Klebsiella sp. can form biofilms, and it enables the bacteria to escape host immune response and the action of antibiotics, hence promoting its ability to survive on prosthetic implants. In recent years, there have been increasing reports of multi-drug resistant
Klebsiella pneumoniae and hence it would be crucial to have timely and more aggressive treatment. The literature has also shown that hospital-acquired
Klebsiella pneumoniae hematogenous infections are more likely associated with malignancies, whereas community-acquired ones are mostly associated with diabetes mellitus and chronic liver disease [
11]. Hence, this highlights the importance of early diagnosis of malignancies, especially gastrointestinal malignancy that could be concomitant with
Klebsiella pneumoniae PJI.
As such, it is evident that many of these anaerobic bacteria have the potential to cause PJI, especially in patients with existing colorectal cancer. A common trait among the three anaerobic bacteria mentioned above appears to be the ability to escape host immune responses via various mechanisms such as biofilm formation. Given that these anaerobic bacteria are typically commensals in the gastrointestinal tract, the pathophysiology of these bacteria in colorectal neoplasia serving as a source of hematogenous infections may be like that of other bacteria that naturally reside in the gastrointestinal tract, such as Streptococcus bovis.

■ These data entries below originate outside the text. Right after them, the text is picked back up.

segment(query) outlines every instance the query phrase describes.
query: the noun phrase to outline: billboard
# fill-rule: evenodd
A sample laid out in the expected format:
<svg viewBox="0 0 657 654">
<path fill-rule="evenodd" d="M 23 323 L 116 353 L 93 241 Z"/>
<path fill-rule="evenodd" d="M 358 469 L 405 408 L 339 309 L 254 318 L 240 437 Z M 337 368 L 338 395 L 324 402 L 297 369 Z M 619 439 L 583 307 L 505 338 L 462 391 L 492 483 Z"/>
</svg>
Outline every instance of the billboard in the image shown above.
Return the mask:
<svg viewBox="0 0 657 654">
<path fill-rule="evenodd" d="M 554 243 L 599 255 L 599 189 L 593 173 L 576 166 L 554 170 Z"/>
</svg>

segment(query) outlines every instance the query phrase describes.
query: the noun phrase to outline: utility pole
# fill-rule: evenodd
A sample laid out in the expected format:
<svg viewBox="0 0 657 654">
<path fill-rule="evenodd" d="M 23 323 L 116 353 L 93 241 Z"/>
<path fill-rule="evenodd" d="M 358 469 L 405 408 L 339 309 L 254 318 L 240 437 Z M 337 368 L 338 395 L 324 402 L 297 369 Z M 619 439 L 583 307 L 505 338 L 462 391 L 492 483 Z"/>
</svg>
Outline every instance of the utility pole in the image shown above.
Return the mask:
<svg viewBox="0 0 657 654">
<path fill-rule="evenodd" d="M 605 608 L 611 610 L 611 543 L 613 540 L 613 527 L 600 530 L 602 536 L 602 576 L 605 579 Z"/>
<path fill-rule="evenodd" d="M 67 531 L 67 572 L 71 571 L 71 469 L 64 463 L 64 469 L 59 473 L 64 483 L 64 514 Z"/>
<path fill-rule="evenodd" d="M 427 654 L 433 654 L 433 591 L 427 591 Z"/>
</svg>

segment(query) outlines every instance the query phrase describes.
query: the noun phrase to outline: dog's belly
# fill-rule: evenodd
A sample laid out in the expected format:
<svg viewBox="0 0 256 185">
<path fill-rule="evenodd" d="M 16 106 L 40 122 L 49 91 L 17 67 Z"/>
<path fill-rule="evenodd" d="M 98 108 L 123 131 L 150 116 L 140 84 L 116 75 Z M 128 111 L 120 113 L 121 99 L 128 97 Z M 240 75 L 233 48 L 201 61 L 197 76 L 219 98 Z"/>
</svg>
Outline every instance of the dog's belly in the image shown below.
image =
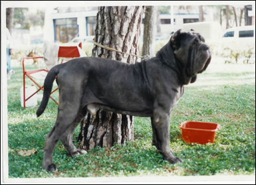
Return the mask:
<svg viewBox="0 0 256 185">
<path fill-rule="evenodd" d="M 130 115 L 139 117 L 152 117 L 153 113 L 151 109 L 147 109 L 144 110 L 134 110 L 133 111 L 124 111 L 122 109 L 116 109 L 108 107 L 108 105 L 98 104 L 98 103 L 90 103 L 87 105 L 87 110 L 92 115 L 96 115 L 97 111 L 99 109 L 102 109 L 104 111 L 112 111 L 116 113 L 122 113 L 125 115 Z"/>
<path fill-rule="evenodd" d="M 151 117 L 153 113 L 153 101 L 151 99 L 134 93 L 126 92 L 121 95 L 108 91 L 97 95 L 90 88 L 87 88 L 83 97 L 83 104 L 87 106 L 88 111 L 92 115 L 96 114 L 99 108 L 117 113 L 140 117 Z"/>
</svg>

The shared gastrointestinal origin of these three organisms suggests a unifying pathogenic pathway: translocation across a disrupted mucosal barrier followed by bacteremia and subsequent seeding of prosthetic material. Colorectal cancer, in particular, may predispose patients to such events through mucosal ulceration, altered local immunity, and changes in the gut microbiome [
12]. Although causality cannot be established from this small series, the findings raise the possibility that detection of anaerobic organisms in PJI—whether obligate or facultative anaerobes—should prompt consideration of an underlying gastrointestinal source.
PJI is a devastating complication following primary total knee arthroplasty that increases morbidity in most patients. Most commonly, Gram-positive bacteria and selective aerobic Gram-negative bacteria are seen in the cultures of a majority of patients with PJI. Making up only 3–6% of PJI cases, anaerobic PJIs are rarer and tend to cause significant complications [
13]. In our study, anaerobic PJI made up 2.42% of PJI cases; hence, timely discovery and diagnosis of colorectal malignancy is crucial in these cases. Failure to do so may lead to poorer clinical outcomes, causing increased costs and healthcare burden. Thompson et al. stated that out of eight cases of PJI with
Streptococcus bovis infection, only one was diagnosed with colorectal carcinoma [
14]. PJI with
Streptococcus bovis is known to have a well-linked association with colorectal carcinoma [
15]. In our study, all three anaerobic PJI cases were diagnosed with colorectal carcinoma, and although this was limited by a small sample size, it is essential to be vigilant on timely discovery of possible colorectal carcinoma in anaerobic PJI cases.
The cases presented support the hypothesis that anaerobic PJI may serve as a clinical indicator of undiagnosed colorectal malignancy. Although causality cannot be confirmed, the consistent discovery of colorectal cancer in all three patients underscores the need for heightened clinical suspicion. Anaerobic infection may precede, coincide with, or follow cancer diagnosis. While routine investigation for colorectal malignancy is not currently recommended in all cases of PJI, a more selective approach may be warranted in patients with infections caused by anaerobic organisms without an obvious source. In the absence of longitudinal data, it remains unclear whether anaerobic PJI serves as a direct manifestation, a consequence, or merely a marker of underlying malignancy-related immunosuppression or mucosal disruption.